Cyberattackers behind SolarWinds hack striking at U.S. again: Microsoft

The cyberattackers responsible for the SolarWinds hack targeted U.S. organizations again last week, Microsoft said. 

The Russian hackers that U.S. intelligence says are behind the SolarWinds breach that previously compromised government networks went last week after government agencies, think tanks, consultants, and non-governmental organizations, said Microsoft Corporate Vice President Tom Burt. 

“This wave of attacks targeted approximately 3,000 email accounts at more than 150 different organizations,” Mr. Burt wrote on Microsoft’s blog. “While organizations in the United States received the largest share of attacks, targeted victims span at least 24 countries. At least a quarter of the targeted organizations were involved in international development, humanitarian and human rights work.”

Mr. Burt said that the hackers’ latest effort began when they gained access to the U.S. Agency for International Development’s (USAID) account with Constant Contact, a company that makes email marketing software.

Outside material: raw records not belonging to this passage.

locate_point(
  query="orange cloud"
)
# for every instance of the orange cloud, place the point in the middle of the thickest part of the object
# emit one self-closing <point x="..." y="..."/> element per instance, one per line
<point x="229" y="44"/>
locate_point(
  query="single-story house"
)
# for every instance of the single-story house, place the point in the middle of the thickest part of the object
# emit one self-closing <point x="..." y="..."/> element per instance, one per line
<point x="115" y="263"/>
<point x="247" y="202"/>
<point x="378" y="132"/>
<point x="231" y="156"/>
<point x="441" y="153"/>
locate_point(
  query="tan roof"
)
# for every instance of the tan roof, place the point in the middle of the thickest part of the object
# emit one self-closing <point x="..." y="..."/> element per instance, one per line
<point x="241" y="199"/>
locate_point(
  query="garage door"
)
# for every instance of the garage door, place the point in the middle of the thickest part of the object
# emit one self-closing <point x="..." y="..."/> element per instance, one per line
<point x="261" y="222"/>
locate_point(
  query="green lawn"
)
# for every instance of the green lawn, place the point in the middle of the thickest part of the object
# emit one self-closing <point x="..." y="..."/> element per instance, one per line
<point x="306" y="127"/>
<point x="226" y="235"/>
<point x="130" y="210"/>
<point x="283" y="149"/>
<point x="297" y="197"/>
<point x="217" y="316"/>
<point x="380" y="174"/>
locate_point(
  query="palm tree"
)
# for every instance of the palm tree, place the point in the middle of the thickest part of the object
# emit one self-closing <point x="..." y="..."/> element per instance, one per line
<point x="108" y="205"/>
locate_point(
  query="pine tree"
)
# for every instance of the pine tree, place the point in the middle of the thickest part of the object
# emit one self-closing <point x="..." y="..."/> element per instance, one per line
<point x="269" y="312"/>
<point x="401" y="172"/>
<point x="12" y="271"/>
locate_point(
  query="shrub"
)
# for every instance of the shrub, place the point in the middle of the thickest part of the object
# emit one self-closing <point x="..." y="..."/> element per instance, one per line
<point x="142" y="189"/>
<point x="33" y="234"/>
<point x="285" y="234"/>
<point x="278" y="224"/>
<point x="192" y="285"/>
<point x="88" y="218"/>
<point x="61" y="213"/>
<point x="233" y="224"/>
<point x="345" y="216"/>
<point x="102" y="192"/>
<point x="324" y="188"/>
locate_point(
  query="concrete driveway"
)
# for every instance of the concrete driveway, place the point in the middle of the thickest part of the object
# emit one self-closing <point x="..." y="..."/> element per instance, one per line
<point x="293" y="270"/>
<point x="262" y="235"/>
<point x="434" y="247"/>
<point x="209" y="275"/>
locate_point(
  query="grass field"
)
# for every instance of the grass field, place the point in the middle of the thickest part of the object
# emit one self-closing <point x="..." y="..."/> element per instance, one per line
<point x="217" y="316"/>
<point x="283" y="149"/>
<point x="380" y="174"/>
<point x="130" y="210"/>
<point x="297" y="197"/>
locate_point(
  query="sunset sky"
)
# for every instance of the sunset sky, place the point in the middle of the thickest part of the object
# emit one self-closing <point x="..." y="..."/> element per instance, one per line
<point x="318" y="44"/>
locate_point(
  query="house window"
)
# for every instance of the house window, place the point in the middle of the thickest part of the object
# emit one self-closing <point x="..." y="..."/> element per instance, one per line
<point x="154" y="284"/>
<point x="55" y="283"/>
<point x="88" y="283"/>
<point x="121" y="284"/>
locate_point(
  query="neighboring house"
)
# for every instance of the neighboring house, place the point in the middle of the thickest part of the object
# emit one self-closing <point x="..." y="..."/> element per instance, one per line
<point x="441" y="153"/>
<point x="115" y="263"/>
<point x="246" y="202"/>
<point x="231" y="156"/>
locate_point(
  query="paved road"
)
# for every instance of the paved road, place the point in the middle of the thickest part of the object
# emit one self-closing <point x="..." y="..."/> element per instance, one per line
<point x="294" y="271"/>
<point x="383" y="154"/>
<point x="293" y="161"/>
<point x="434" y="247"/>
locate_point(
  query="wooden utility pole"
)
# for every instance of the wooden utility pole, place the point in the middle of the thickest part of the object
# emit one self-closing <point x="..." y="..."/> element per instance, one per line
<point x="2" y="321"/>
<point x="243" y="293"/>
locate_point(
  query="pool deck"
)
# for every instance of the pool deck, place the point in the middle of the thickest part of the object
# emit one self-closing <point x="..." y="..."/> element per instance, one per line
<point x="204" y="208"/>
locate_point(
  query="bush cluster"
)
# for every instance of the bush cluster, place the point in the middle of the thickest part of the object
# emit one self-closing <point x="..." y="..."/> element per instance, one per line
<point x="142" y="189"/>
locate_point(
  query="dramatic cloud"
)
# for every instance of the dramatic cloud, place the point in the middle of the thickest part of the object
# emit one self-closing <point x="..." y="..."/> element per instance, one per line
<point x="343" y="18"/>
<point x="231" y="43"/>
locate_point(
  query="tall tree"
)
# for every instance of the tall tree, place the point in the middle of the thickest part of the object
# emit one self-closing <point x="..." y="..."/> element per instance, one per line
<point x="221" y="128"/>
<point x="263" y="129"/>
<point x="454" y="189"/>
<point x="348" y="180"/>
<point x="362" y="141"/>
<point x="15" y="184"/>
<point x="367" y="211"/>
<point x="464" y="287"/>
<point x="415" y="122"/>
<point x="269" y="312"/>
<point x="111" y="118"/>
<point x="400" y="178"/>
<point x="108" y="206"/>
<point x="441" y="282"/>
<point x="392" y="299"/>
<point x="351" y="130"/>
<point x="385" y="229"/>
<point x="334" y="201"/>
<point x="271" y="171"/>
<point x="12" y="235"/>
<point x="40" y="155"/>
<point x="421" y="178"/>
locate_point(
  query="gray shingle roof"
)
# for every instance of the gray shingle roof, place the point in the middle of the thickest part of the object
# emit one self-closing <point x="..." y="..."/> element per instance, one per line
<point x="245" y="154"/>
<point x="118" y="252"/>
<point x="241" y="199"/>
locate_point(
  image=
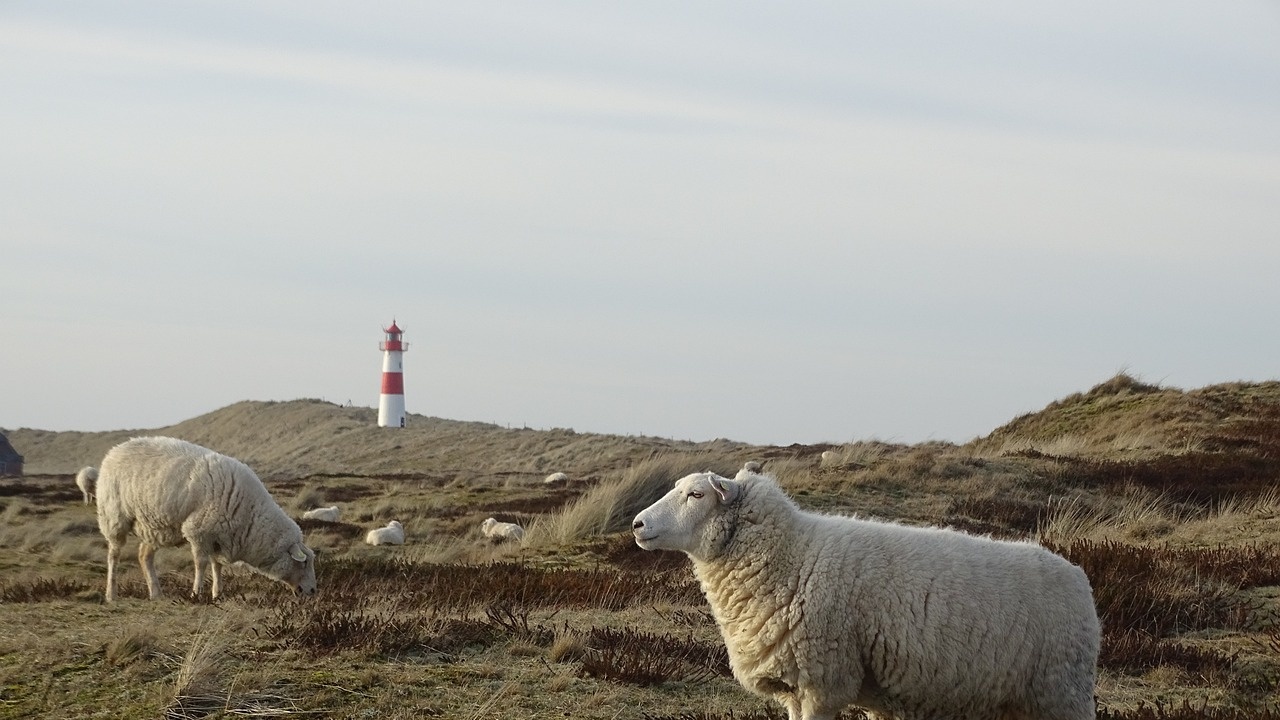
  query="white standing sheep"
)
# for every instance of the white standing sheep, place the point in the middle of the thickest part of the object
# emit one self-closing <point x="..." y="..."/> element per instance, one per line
<point x="169" y="491"/>
<point x="499" y="532"/>
<point x="86" y="479"/>
<point x="392" y="534"/>
<point x="823" y="611"/>
<point x="327" y="514"/>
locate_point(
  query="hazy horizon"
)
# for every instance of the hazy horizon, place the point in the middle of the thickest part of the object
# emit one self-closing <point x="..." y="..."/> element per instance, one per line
<point x="813" y="222"/>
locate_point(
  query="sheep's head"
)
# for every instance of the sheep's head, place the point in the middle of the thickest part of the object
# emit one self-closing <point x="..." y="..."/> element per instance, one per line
<point x="295" y="565"/>
<point x="691" y="518"/>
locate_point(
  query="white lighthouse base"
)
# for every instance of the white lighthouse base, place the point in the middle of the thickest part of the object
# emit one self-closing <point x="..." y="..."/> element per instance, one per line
<point x="391" y="411"/>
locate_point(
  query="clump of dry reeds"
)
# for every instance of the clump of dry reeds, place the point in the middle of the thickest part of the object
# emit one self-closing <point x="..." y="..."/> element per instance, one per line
<point x="648" y="659"/>
<point x="609" y="506"/>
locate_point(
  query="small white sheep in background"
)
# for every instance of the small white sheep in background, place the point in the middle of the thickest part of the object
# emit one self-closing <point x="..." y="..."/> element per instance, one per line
<point x="86" y="479"/>
<point x="493" y="529"/>
<point x="168" y="491"/>
<point x="821" y="611"/>
<point x="327" y="514"/>
<point x="392" y="534"/>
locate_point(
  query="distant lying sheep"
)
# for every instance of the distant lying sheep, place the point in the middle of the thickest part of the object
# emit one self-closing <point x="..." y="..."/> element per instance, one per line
<point x="86" y="479"/>
<point x="822" y="611"/>
<point x="168" y="492"/>
<point x="392" y="534"/>
<point x="493" y="529"/>
<point x="327" y="514"/>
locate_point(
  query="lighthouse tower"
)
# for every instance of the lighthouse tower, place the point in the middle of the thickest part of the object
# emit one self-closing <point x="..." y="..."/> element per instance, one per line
<point x="391" y="402"/>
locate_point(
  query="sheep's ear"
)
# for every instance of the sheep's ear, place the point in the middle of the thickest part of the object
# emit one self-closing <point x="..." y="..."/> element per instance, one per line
<point x="726" y="490"/>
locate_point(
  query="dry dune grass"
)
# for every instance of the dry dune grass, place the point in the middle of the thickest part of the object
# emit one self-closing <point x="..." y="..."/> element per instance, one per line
<point x="1168" y="499"/>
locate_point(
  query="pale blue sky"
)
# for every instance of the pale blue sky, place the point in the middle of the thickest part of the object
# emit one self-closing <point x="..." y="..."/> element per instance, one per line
<point x="771" y="222"/>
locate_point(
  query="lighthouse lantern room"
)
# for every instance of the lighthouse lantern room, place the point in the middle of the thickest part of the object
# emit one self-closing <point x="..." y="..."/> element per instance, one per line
<point x="391" y="402"/>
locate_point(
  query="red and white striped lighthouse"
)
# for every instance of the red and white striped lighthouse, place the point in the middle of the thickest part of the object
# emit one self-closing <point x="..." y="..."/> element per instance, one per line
<point x="391" y="402"/>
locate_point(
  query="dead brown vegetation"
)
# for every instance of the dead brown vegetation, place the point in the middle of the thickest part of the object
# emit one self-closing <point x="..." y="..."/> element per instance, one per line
<point x="1166" y="499"/>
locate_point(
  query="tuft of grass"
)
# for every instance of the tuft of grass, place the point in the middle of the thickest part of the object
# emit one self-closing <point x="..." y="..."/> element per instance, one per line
<point x="199" y="688"/>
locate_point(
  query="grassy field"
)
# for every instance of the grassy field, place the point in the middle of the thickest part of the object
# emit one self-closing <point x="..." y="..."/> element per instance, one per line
<point x="1168" y="499"/>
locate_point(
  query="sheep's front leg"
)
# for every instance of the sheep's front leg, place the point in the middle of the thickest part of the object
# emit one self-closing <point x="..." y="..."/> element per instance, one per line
<point x="147" y="559"/>
<point x="215" y="570"/>
<point x="201" y="561"/>
<point x="113" y="556"/>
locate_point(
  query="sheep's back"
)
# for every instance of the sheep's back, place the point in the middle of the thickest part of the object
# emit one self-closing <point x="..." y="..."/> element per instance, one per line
<point x="926" y="611"/>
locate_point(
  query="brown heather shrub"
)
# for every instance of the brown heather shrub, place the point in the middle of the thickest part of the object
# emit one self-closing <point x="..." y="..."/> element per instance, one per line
<point x="1139" y="652"/>
<point x="344" y="531"/>
<point x="609" y="506"/>
<point x="325" y="630"/>
<point x="40" y="589"/>
<point x="1152" y="591"/>
<point x="1188" y="711"/>
<point x="542" y="504"/>
<point x="622" y="551"/>
<point x="1200" y="478"/>
<point x="649" y="659"/>
<point x="350" y="583"/>
<point x="996" y="515"/>
<point x="848" y="714"/>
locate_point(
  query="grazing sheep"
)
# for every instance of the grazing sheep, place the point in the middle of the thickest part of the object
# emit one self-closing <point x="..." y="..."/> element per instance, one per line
<point x="823" y="611"/>
<point x="501" y="532"/>
<point x="392" y="534"/>
<point x="86" y="479"/>
<point x="168" y="491"/>
<point x="327" y="514"/>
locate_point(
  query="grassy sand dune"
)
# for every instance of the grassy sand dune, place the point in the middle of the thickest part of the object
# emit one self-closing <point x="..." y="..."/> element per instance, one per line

“We are aware that a bad actor accessed one of our customer’s account credentials to send malicious emails,” Constant Contact said on Twitter on Friday. “This appears to be an isolated incident. We have temporarily disabled the impacted accounts, and are collaborating with the customer as they work with law enforcement.”

While the hacking campaign could be Constant Contact’s first brush with the hackers, it is not an isolated incident for the U.S. government. The hack of SolarWinds computer network management software disclosed publicly last year compromised nine federal agencies. 

The Biden administration attributed the SolarWinds hack to the Russian Foreign Intelligence Service (SVR) and imposed sanctions on Russia in response. 

Microsoft said Friday that the new hack was conducted by “Nobelium,” which the company said was the “same actor” behind the SolarWinds hack. 

“These attacks appear to be a continuation of multiple efforts by Nobelium to target government agencies involved in foreign policy as part of intelligence gathering efforts,” Mr. Burt wrote. 

Mr. Burt said Microsoft automatically blocked “many of the attacks” targeting its customers and is notifying all those affected.

Microsoft also warned that “nation-state cyberattacks aren’t slowing” and said it has become clear that the hackers’ playbook is to infiltrate trusted technology providers to infect their customers.